Ensemble Activation of G-Protein$-$Coupled Receptors Revealed by Small-Angle Neutron Scattering

Rhodopsin is a G-protein$-$coupled receptor (GPCR) involved in visual light perception and occurs naturally in a membrane lipid environment. Rhodopsin photoactivation yields \textit{cis-trans} isomerization of retinal giving equilibrium between inactive Meta-I and active Meta-II states. Does photoactivation lead to a single Meta-II conformation, or do substates exist as described by an ensemble-activation mechanism (EAM)? We use small-angle neutron scattering (SANS) to investigate conformational changes in rhodopsin-detergent and rhodopsin-lipid complexes upon photoactivation. Meta-I state is stabilized in CHAPS-solubilized rhodopsin, while Meta-II is trapped in DDM-solubilized rhodopsin. SANS data are acquired from 80{\%} D$_{2}$O solutions and at contrast-matching points for both DDM and CHAPS samples.

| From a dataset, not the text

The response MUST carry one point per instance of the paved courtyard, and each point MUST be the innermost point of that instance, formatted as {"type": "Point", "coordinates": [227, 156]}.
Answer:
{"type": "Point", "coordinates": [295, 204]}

Our experiments demonstrate that for detergent-solubilized rhodopsin, SANS with contrast variation can detect structural differences between the rhodopsin dark-state, Meta-I, Meta-II, and ligand-free opsin states. Dark-state rhodopsin has more conformational flexibility in DDM micelles compared to CHAPS, which is consistent with an ensemble of activated Meta-II states. Furthermore, time-resolved SANS enables study of the time-dependent structural transitions between Meta-I and Meta-II, which is crucial to understanding the ensemble-based activation.